Hassan Whiteside may be too expensive for the Portland Trail Blazers to bring back in the recently announced free agency period in October of this year. With the chance of a reduced salary cap, the lack of cap space, and then only having the mid-level exception to use, it’s probably the right idea to let Whiteside walk.
They could use his bird-rights to go over the cap and re-sign him, but after the cost-cutting moves we saw this year, that isn’t looking likely.
Fans will miss his shot-blocking and rebounding, but the Blazers’ inability to even get close to his previous yearly salary of $27 million, probably means he is gone. He was destined to be a backup behind Jusuf Nurkic anyway, so even paying him $15 million a year would be a waste.
Whiteside’s market isn’t great, as the demand for seven-footers who can’t shoot and aren’t great defenders isn’t very high.
Three teams could use his services though.
Whiteside destination number one – Charlotte Hornets
The Charlotte Hornets have a large amount of cap space in the upcoming free agency. With a porous defense and the mediocre Cody Zeller as their only big man, they could use a backup in a market where they are unlikely to be able to sign any decent free agents.
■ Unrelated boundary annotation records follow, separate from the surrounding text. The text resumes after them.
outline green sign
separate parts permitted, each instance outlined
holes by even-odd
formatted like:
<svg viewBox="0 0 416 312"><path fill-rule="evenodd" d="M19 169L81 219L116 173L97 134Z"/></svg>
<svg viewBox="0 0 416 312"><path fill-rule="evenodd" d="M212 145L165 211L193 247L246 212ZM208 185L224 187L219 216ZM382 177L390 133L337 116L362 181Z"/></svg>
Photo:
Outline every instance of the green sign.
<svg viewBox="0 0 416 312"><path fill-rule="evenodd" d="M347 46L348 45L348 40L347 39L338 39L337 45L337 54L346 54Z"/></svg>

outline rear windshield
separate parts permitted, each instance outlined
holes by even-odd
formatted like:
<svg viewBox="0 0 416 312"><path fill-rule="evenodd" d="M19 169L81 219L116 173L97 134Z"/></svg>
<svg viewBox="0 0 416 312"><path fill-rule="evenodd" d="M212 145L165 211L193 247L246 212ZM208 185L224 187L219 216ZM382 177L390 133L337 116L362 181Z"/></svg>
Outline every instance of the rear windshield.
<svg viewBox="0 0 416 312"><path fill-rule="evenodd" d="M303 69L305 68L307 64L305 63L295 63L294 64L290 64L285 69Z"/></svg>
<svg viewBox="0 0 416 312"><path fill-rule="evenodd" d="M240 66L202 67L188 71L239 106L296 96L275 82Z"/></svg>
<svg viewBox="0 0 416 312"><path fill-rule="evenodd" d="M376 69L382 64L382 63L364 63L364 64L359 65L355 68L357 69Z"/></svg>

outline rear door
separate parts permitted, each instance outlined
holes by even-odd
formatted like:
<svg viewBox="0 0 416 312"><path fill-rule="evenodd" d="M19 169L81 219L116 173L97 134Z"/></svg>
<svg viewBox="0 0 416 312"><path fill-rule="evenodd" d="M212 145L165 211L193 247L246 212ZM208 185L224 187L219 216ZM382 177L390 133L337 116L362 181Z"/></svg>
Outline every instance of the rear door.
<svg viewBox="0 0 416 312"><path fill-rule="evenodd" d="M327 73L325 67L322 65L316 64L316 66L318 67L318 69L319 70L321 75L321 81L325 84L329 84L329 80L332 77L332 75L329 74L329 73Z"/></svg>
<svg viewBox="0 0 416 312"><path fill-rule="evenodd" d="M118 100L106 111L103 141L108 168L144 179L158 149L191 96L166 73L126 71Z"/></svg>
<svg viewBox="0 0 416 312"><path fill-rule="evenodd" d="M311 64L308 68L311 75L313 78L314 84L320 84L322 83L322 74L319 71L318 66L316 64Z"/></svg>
Though it’s not a match made in heaven, sometimes cap teams give one-year balloon payments to free agents if they are struggling to spend their cap space on longer-term deals. The Los Angeles Lakers and Philadelphia 76ers have both done this recently in the cases of Kentavious Caldwell-Pope and J.J. Redick.
The seven-foot Zeller is a perfectly fine replacement center. Averaging 22.9 minutes a night over his career, he could split minutes with Whiteside on a nightly basis. Zeller isn’t a particularly good rebounder or shot-blocker. Still, he is a better passer than Whiteside, and the two could provide the Hornets with different backlines dependent on the lineup, or the opposition.
Charlotte isn’t a premium free agent destination, so overpaying for one year makes sense. With around $30 million in cap room, they could give between $14 and $18 million to Whiteside, and still leave themselves with enough money to sign another starter or a couple of team value deals.
With Zeller only having one year left on his contract, he and Whiteside could go head to head to decide who had the starting spot and a longterm deal from 2022 onwards.
Being bottom five in both rebounding and shot-blocking in the 2020 regular season, they could use a guy like Whiteside. They don’t have playoff ambitions, so Whiteside’s shortcomings don’t matter as much.